Alguns achados laboratoriais podem nos ajudar ou sugerir o diagnóstico de hepatite alcoólica:
- Início da icterícia nas últimas 8 semanas;
- Consumo superior a 40 gramas de álcool por dia para mulheres e superiores a 60 gramas de álcool por dia para homens, no período de 6 meses ou mais;
- Menos de 60 dias de abstinência antes do aparecimento da icterícia;
- TGO superior a 50 UI/litro;
- Relação TGO/TGP superior a 1,5;
- Transaminases inferiores a 400 UI/litro; e
- Bilirrubina superior a 3 mg/dl.
Durante a investigação, como já dito, podemos nos deparar com outras hepatopatias crônicas. As principais que devem ser ativamente investigadas são: doença de Wilson, deficiência de alfa-1 antitripsina, hipertireoidismo, doença celíaca, colangite biliar primária e colangite esclerosante primária.
Classificação de gravidade
Durante a avaliação de gravidades de pacientes com doença hepática alcoólica devemos utilizar escores específicos e alguns exames. Os principais utilizados são: Maddrey, INR alargado, hipoalbuminemia e MELD.
A função discriminante de Maddrey (IFD) avalia a gravidade e mortalidade de pacientes com hepatite alcoólica. Valores superiores a 32 indicam alta mortalidade a curto prazo e benefícios com o tratamento medicamentoso.
Já o MELD é um modelo estatístico que prevê a sobrevida de pacientes com cirrose hepática. Utilizamos esses valores para indicar a ordem na lista de transplante hepático.
Tratamento da doença hepática alcoólica
O tratamento da doença hepática consiste basicamente na abstinência alcoólica. A interrupção desse hábito pode gerar reversão de grande parte da sintomatologia. Diferente de outras hepatopatias, o fato do álcool se apresentar por lesão polimorfonuclear em região perivenular pode aliviar a pressão sobre essas vênulas e restaurar a função hepática.

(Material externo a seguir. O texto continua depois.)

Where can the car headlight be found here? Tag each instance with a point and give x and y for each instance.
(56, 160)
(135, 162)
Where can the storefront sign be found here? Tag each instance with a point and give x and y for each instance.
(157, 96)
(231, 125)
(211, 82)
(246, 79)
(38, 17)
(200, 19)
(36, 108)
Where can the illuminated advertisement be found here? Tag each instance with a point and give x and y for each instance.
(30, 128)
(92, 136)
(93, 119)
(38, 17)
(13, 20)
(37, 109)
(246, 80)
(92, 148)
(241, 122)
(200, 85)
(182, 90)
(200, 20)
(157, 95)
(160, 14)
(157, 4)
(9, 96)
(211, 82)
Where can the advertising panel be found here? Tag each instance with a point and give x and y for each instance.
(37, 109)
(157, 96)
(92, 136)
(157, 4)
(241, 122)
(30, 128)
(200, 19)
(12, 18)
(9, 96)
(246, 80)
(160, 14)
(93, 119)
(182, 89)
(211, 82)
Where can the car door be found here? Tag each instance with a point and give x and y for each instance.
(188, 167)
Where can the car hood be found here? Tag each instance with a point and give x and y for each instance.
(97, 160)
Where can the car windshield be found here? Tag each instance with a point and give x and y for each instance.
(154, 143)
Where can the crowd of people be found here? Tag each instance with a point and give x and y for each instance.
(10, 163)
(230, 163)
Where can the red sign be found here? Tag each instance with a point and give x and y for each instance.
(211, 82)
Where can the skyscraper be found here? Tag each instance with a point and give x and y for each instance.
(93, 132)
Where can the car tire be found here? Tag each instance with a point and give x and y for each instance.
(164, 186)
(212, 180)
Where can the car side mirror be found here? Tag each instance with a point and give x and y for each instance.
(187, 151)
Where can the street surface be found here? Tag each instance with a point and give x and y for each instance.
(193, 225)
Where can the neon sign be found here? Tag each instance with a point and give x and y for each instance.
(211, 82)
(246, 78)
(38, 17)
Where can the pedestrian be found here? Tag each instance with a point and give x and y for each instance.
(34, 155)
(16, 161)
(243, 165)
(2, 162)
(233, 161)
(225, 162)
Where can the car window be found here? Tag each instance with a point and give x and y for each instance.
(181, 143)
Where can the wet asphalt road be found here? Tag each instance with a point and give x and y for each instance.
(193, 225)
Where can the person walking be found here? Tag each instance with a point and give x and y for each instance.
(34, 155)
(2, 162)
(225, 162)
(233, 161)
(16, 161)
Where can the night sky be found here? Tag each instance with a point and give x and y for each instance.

Em alguns casos, de piora de função hepática agudamente, podemos lançar mão da corticoterapia. Reservamos esse tratamento aos pacientes graves com IFD superior a 32 sem outras contraindicações no momento.
Após a introdução da corticoterapia, observamos se houve ou não resposta no sétimo dia de tratamento com melhora do IDF ou escore de Lille <0,45. Além da corticoterapia, temos como opção o uso da pentoxifilina.
Para alguns pacientes, entretanto, a terapêutica não é satisfatória. Além disso, de forma crônica, devemos sempre avaliar a possibilidade de tratamento definitivo para essa entidade. Em todos pacientes com MELD igual ou maior a 15 devemos listá-los na lista de transplante hepático. Outras condições associadas podem também indicar tal terapêutica como hepatocarcinoma, hipertensão portopulmonar, polineuropatia amiloide familiar e fibrose cística.
Pacientes com hepatite alcoólica grave que não respondem à corticoterapia também podem ser requisitados para ir ao transplante devido à falha de tratamento.